Ayrıntı Yayınları’nın ScholaAyrıntı Dizisi kapsamında okurlarla buluşan Yasa ve Yasakla Yönetmek: Türkiye’de 1 Mayıslar, Erhan Özşeker’in 2021’de Galatasaray Üniversitesi Siyaset Bilimi doktora programında savunduğu, “Türkiye’de 1 Mayısların Düzenlenmesi ve Yönetilmesi” başlıkla doktora tezinden yola çıkıyor.
Türkiye’nin toplantı ve gösteri yürüyüşleri tarihi açısından 1 Mayısların özel bir önemi vardır. Özellikle 1 Mayıs 1977, 1989 ve 1996’da yaşananlar Türkiye’nin toplumsal belleğinde yer etmiş, katılımcılarında olduğu kadar izleyicilerinde de derinizler bırakmıştır.

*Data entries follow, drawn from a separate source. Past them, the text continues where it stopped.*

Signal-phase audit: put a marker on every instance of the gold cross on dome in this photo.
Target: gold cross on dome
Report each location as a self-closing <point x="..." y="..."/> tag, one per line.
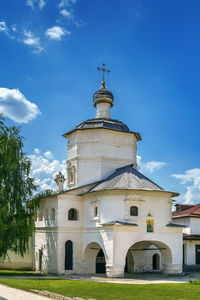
<point x="103" y="70"/>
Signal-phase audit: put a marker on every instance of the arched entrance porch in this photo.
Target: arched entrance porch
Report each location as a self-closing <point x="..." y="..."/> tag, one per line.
<point x="147" y="256"/>
<point x="94" y="259"/>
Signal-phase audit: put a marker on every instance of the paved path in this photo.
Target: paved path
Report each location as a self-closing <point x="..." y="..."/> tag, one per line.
<point x="8" y="293"/>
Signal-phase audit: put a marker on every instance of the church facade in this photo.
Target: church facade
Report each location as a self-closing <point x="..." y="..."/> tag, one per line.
<point x="111" y="218"/>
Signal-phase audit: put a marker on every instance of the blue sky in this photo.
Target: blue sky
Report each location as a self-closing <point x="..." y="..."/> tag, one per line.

Bu çalışma, modern Türkiye tarihinde yönetimlerin 1 Mayıslara ilişkin tutumlarını, farklı dönemlerde 1 Mayısların, hükümetler, idare amirleri ve emniyet yetkilileri tarafından tanımlanma, anlamlandırılma, düşünülme ve idare edilme; kısaca sorunsallaştırılma biçimlerine odaklanarak araştırmaktadır.

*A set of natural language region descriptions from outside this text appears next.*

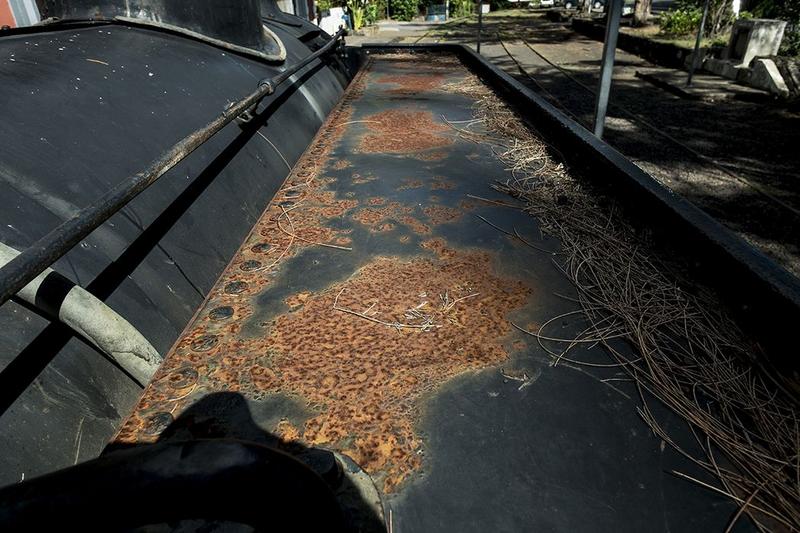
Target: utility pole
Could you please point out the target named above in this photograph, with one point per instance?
(607, 68)
(696, 55)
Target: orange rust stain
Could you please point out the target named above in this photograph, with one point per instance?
(367, 379)
(292, 221)
(435, 155)
(443, 185)
(403, 131)
(414, 224)
(519, 345)
(358, 179)
(410, 184)
(412, 84)
(298, 299)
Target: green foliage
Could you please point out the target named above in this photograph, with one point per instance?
(404, 9)
(357, 9)
(372, 14)
(497, 5)
(681, 21)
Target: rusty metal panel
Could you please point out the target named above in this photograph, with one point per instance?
(369, 312)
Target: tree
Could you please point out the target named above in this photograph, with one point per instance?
(641, 12)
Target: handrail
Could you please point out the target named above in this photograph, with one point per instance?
(44, 252)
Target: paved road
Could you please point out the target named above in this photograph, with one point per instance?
(757, 141)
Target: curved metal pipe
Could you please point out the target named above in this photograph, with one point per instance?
(77, 308)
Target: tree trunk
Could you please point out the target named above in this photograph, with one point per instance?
(641, 12)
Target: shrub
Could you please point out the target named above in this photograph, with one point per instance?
(404, 9)
(788, 10)
(461, 8)
(681, 21)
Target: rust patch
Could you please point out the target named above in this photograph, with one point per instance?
(410, 184)
(412, 84)
(365, 378)
(439, 214)
(291, 221)
(400, 329)
(296, 300)
(435, 155)
(358, 179)
(443, 185)
(403, 132)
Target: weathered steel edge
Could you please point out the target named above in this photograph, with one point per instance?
(763, 295)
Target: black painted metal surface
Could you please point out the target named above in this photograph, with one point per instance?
(763, 296)
(369, 312)
(236, 22)
(83, 108)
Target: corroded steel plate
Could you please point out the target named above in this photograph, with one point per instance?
(370, 312)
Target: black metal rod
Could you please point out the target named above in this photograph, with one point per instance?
(607, 68)
(696, 55)
(35, 259)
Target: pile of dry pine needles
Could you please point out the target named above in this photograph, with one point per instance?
(686, 353)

Çalışmanın temel iddiası; Türkiye’de 1 Mayıslar örneğinde, devlete/hükümete yönelik protesto niteliği taşıyan toplantı ve gösteri yürüyüşlerinin yönetiminde geçerli olan baskın söylem ve pratikler rejiminin, bir insan hakkı olan toplanma özgürlüğünü korumayı ve güçlendirmeyi esas alan özgürlük siyasetine değil, devlet/hükümet otoritesini korumayı ve güçlendirmeyi esas alan egemenlik siyasetine dayandığıdır. 1 Mayısların yönetiminde geçerli olan baskın siyasal rasyonalitenin, devlet aklını hâkim kılmaya çalışan; temel hak ve özgürlüklerin değil, düzen ve otoritenin korunmasına öncelik veren egemenlik rasyonalitesi olması her yıl yeni hak ihlallerinin doğmasına yol açmaktadır.

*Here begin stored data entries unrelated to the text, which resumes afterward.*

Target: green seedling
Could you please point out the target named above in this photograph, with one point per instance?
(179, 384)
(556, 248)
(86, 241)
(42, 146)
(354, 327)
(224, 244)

Devleti/hükümeti protesto eden, hükümet politikalarına muhalif, yönetenler gözünde makbul görülmeyen “öteki” siyasal aktörler tarafından düzenlenen toplantı ve gösteriler, barışçıl olup olmadığına bakılmaksızın, çok çeşitli yöntem ve gerekçelerle yasaklanmakta, engellenmekte, kısıtlanmakta ve şiddet kullanılarak dağıtılmaktadır. Bu aktörlerin yasak kararlarını protesto ederek, toplantıları fiilen gerçekleştirme girişimleri ise devlet otoritesine başkaldırı olarak tanımlanıp daha sert bir şiddetle bastırılmaktadır. Yasağa ve yasağın korunması için uygulanan şiddetin devamlılığına dayalı siyasal rasyonalite, özgürlükleri boğan bir ihlal rejimini sürekli yeniden üretmektedir.